Thaxton spoke as part of a panel discussion and roundtable hosted by the Greater Sarasota Chamber of Commerce on Wednesday. Gathered leaders said the stock of housing available to working-class people, particular near high employment areas like Downtown Sarasota, remains stunningly low.
Don Hadsell, Sarasota Housing and Community Development director, said the demand for affordable housing is growing faster than public agencies can meet it. He noted that the state has devoted less money to its housing trust fund than was available in 1990 even without accounting for inflation. “When awareness of the issue improves, it helps people learn and come up with solutions,” he said.
Robert Young, Government Issues chairman for the Sarasota Young Professionals Group, has conducted a survey of the organization’s members and found that a substantial percentage would like to live downtown but cannot afford to do so. “I work downtown, and traffic is incredibly bad because that is where everyone is driving,” he noted. He is in the process of doing an in-depth survey on the demand for housing in the Rosemary District, where a number of rental developments and affordable housing efforts are in planning or construction phase now. “Rosemary is one of those his places people want to go to now, but nobody lives yet,” he said.
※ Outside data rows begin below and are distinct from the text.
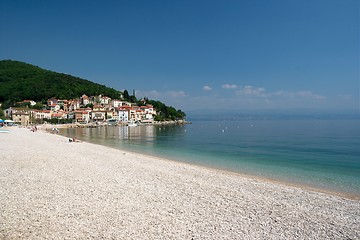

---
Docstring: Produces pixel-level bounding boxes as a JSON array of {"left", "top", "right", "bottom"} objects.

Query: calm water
[{"left": 60, "top": 116, "right": 360, "bottom": 196}]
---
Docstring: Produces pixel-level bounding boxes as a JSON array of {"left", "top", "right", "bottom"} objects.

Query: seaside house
[
  {"left": 111, "top": 109, "right": 119, "bottom": 120},
  {"left": 12, "top": 112, "right": 30, "bottom": 126},
  {"left": 9, "top": 108, "right": 34, "bottom": 126},
  {"left": 122, "top": 101, "right": 132, "bottom": 107},
  {"left": 92, "top": 94, "right": 111, "bottom": 106},
  {"left": 115, "top": 105, "right": 155, "bottom": 123},
  {"left": 111, "top": 99, "right": 127, "bottom": 108},
  {"left": 132, "top": 107, "right": 146, "bottom": 122},
  {"left": 4, "top": 107, "right": 34, "bottom": 119},
  {"left": 4, "top": 108, "right": 12, "bottom": 118},
  {"left": 34, "top": 110, "right": 52, "bottom": 120},
  {"left": 72, "top": 99, "right": 81, "bottom": 110},
  {"left": 128, "top": 108, "right": 138, "bottom": 122},
  {"left": 51, "top": 112, "right": 65, "bottom": 119},
  {"left": 47, "top": 98, "right": 58, "bottom": 106},
  {"left": 81, "top": 94, "right": 90, "bottom": 106},
  {"left": 57, "top": 99, "right": 68, "bottom": 109},
  {"left": 92, "top": 105, "right": 106, "bottom": 111},
  {"left": 91, "top": 110, "right": 106, "bottom": 122},
  {"left": 101, "top": 96, "right": 111, "bottom": 105},
  {"left": 48, "top": 103, "right": 60, "bottom": 112},
  {"left": 74, "top": 110, "right": 90, "bottom": 123},
  {"left": 140, "top": 105, "right": 155, "bottom": 123},
  {"left": 105, "top": 110, "right": 115, "bottom": 120},
  {"left": 78, "top": 107, "right": 92, "bottom": 113},
  {"left": 117, "top": 107, "right": 130, "bottom": 122},
  {"left": 90, "top": 109, "right": 114, "bottom": 122}
]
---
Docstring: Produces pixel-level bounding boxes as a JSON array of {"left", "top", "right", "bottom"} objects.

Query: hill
[
  {"left": 0, "top": 60, "right": 122, "bottom": 105},
  {"left": 0, "top": 60, "right": 186, "bottom": 120}
]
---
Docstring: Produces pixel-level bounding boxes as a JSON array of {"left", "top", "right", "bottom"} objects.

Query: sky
[{"left": 0, "top": 0, "right": 359, "bottom": 114}]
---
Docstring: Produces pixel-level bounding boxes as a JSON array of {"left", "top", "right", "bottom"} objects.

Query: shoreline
[
  {"left": 55, "top": 125, "right": 360, "bottom": 201},
  {"left": 36, "top": 120, "right": 191, "bottom": 130},
  {"left": 8, "top": 124, "right": 360, "bottom": 199},
  {"left": 1, "top": 127, "right": 359, "bottom": 239}
]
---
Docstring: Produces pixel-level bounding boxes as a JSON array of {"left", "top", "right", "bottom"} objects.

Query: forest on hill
[
  {"left": 0, "top": 60, "right": 186, "bottom": 120},
  {"left": 0, "top": 60, "right": 121, "bottom": 106}
]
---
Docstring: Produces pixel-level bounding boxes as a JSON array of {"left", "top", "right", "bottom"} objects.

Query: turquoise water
[{"left": 60, "top": 116, "right": 360, "bottom": 196}]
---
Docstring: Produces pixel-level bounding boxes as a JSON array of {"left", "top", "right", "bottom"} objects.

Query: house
[
  {"left": 93, "top": 95, "right": 111, "bottom": 105},
  {"left": 101, "top": 96, "right": 111, "bottom": 105},
  {"left": 128, "top": 107, "right": 142, "bottom": 122},
  {"left": 92, "top": 105, "right": 106, "bottom": 111},
  {"left": 4, "top": 108, "right": 12, "bottom": 118},
  {"left": 68, "top": 99, "right": 81, "bottom": 110},
  {"left": 105, "top": 110, "right": 115, "bottom": 120},
  {"left": 34, "top": 110, "right": 51, "bottom": 120},
  {"left": 51, "top": 112, "right": 64, "bottom": 119},
  {"left": 4, "top": 107, "right": 34, "bottom": 119},
  {"left": 75, "top": 110, "right": 90, "bottom": 123},
  {"left": 47, "top": 98, "right": 58, "bottom": 106},
  {"left": 91, "top": 110, "right": 106, "bottom": 122},
  {"left": 77, "top": 107, "right": 92, "bottom": 113},
  {"left": 90, "top": 110, "right": 113, "bottom": 122},
  {"left": 81, "top": 94, "right": 90, "bottom": 106},
  {"left": 140, "top": 105, "right": 155, "bottom": 123},
  {"left": 118, "top": 107, "right": 129, "bottom": 122},
  {"left": 112, "top": 100, "right": 125, "bottom": 108},
  {"left": 12, "top": 111, "right": 31, "bottom": 126},
  {"left": 57, "top": 99, "right": 68, "bottom": 109},
  {"left": 48, "top": 104, "right": 60, "bottom": 112}
]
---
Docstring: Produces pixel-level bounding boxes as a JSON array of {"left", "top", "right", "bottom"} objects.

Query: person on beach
[{"left": 69, "top": 137, "right": 80, "bottom": 143}]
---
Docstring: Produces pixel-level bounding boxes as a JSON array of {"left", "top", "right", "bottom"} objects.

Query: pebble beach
[{"left": 0, "top": 127, "right": 359, "bottom": 239}]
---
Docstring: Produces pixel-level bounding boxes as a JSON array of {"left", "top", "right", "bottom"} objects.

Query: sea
[{"left": 59, "top": 114, "right": 360, "bottom": 197}]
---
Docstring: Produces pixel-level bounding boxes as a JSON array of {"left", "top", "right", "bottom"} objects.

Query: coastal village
[{"left": 2, "top": 94, "right": 177, "bottom": 126}]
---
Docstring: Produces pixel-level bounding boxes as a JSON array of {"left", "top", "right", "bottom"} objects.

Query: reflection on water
[
  {"left": 59, "top": 119, "right": 360, "bottom": 196},
  {"left": 61, "top": 124, "right": 187, "bottom": 155}
]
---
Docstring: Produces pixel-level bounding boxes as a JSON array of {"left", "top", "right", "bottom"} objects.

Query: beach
[{"left": 0, "top": 127, "right": 359, "bottom": 239}]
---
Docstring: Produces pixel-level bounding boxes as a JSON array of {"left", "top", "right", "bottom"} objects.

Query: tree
[
  {"left": 129, "top": 95, "right": 137, "bottom": 103},
  {"left": 123, "top": 90, "right": 130, "bottom": 101},
  {"left": 0, "top": 60, "right": 122, "bottom": 102},
  {"left": 31, "top": 103, "right": 44, "bottom": 110},
  {"left": 85, "top": 103, "right": 94, "bottom": 109}
]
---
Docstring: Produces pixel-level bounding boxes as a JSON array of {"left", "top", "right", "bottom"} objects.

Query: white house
[
  {"left": 118, "top": 107, "right": 129, "bottom": 122},
  {"left": 91, "top": 110, "right": 107, "bottom": 121},
  {"left": 34, "top": 110, "right": 52, "bottom": 120},
  {"left": 140, "top": 105, "right": 155, "bottom": 122},
  {"left": 111, "top": 100, "right": 130, "bottom": 108},
  {"left": 81, "top": 95, "right": 90, "bottom": 105}
]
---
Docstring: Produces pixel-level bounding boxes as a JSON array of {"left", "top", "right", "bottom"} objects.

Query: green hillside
[
  {"left": 0, "top": 60, "right": 186, "bottom": 120},
  {"left": 0, "top": 60, "right": 122, "bottom": 105}
]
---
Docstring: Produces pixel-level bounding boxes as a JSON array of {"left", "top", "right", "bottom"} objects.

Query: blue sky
[{"left": 1, "top": 0, "right": 359, "bottom": 113}]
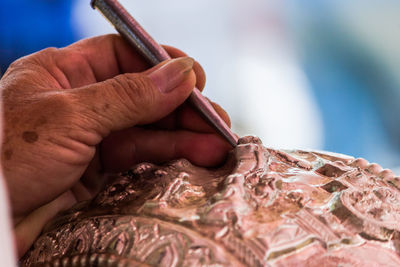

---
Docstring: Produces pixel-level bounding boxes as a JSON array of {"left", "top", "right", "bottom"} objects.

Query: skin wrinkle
[
  {"left": 48, "top": 69, "right": 69, "bottom": 90},
  {"left": 54, "top": 50, "right": 97, "bottom": 89},
  {"left": 84, "top": 84, "right": 123, "bottom": 134},
  {"left": 2, "top": 68, "right": 38, "bottom": 96},
  {"left": 45, "top": 61, "right": 71, "bottom": 90},
  {"left": 52, "top": 54, "right": 73, "bottom": 89},
  {"left": 66, "top": 127, "right": 102, "bottom": 148},
  {"left": 22, "top": 131, "right": 39, "bottom": 143},
  {"left": 28, "top": 48, "right": 68, "bottom": 90},
  {"left": 80, "top": 113, "right": 112, "bottom": 140},
  {"left": 110, "top": 75, "right": 143, "bottom": 125},
  {"left": 55, "top": 51, "right": 94, "bottom": 89},
  {"left": 76, "top": 46, "right": 100, "bottom": 83},
  {"left": 124, "top": 74, "right": 149, "bottom": 103},
  {"left": 63, "top": 90, "right": 109, "bottom": 139},
  {"left": 135, "top": 75, "right": 171, "bottom": 125},
  {"left": 66, "top": 112, "right": 106, "bottom": 144},
  {"left": 45, "top": 134, "right": 93, "bottom": 161},
  {"left": 134, "top": 77, "right": 158, "bottom": 121}
]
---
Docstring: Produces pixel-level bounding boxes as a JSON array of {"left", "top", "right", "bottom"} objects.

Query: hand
[{"left": 0, "top": 34, "right": 232, "bottom": 256}]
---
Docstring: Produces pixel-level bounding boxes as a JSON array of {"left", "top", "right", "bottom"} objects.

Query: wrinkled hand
[{"left": 0, "top": 34, "right": 231, "bottom": 256}]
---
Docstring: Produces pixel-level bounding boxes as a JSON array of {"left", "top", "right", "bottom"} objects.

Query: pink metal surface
[{"left": 22, "top": 137, "right": 400, "bottom": 266}]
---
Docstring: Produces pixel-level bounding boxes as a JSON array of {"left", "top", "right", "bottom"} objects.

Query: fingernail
[{"left": 148, "top": 57, "right": 194, "bottom": 93}]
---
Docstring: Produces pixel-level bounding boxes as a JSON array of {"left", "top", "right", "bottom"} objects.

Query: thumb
[{"left": 69, "top": 57, "right": 195, "bottom": 136}]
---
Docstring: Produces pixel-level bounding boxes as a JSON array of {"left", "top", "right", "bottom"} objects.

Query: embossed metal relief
[{"left": 22, "top": 137, "right": 400, "bottom": 266}]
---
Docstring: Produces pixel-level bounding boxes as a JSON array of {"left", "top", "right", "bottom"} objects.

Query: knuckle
[
  {"left": 46, "top": 92, "right": 75, "bottom": 116},
  {"left": 6, "top": 47, "right": 59, "bottom": 72},
  {"left": 112, "top": 74, "right": 157, "bottom": 113},
  {"left": 34, "top": 47, "right": 60, "bottom": 64},
  {"left": 108, "top": 33, "right": 121, "bottom": 43},
  {"left": 6, "top": 57, "right": 27, "bottom": 71},
  {"left": 56, "top": 48, "right": 87, "bottom": 68},
  {"left": 39, "top": 47, "right": 59, "bottom": 56}
]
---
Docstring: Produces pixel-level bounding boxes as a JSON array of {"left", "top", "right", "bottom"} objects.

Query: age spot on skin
[
  {"left": 4, "top": 149, "right": 13, "bottom": 160},
  {"left": 22, "top": 131, "right": 39, "bottom": 143}
]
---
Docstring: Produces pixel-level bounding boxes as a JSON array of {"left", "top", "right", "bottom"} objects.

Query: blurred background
[{"left": 1, "top": 0, "right": 400, "bottom": 170}]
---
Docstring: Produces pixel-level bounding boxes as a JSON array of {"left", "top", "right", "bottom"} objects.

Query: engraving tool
[{"left": 91, "top": 0, "right": 238, "bottom": 147}]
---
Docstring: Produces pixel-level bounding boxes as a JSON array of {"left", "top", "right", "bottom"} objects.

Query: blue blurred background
[
  {"left": 1, "top": 0, "right": 400, "bottom": 170},
  {"left": 0, "top": 0, "right": 76, "bottom": 73}
]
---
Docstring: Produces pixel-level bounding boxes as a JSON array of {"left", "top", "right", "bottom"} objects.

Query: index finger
[
  {"left": 62, "top": 34, "right": 151, "bottom": 82},
  {"left": 63, "top": 34, "right": 206, "bottom": 90}
]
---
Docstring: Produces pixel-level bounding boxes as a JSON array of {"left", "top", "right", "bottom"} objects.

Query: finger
[
  {"left": 162, "top": 45, "right": 187, "bottom": 58},
  {"left": 14, "top": 191, "right": 76, "bottom": 258},
  {"left": 67, "top": 57, "right": 197, "bottom": 143},
  {"left": 53, "top": 34, "right": 150, "bottom": 87},
  {"left": 101, "top": 127, "right": 231, "bottom": 172},
  {"left": 163, "top": 45, "right": 206, "bottom": 91},
  {"left": 153, "top": 101, "right": 231, "bottom": 132},
  {"left": 50, "top": 34, "right": 205, "bottom": 90},
  {"left": 178, "top": 100, "right": 231, "bottom": 131}
]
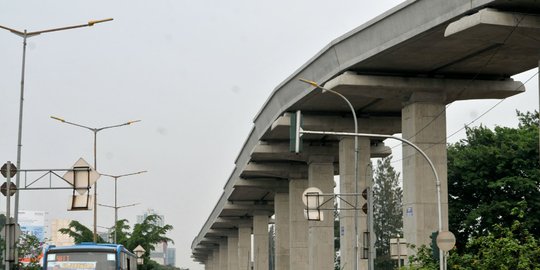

Andy Dorr, chairman of the Economic and Community Development Division for the Chamber, said the greatest issue stopping the creation of more affordable units near the city core is the the cost of construction. When land downtown runs $1 million to $2 million an acre, that requires expensive vertical construction to turn a profit. He also said the region now has complex zoning regulations that are “overlaid with too much good intention.” “I am not against building quality, but when you layer on an additional 20 to 30 percent onto building just a sound, safe quality home, you need to look hard at the effect of those decisions,” he said.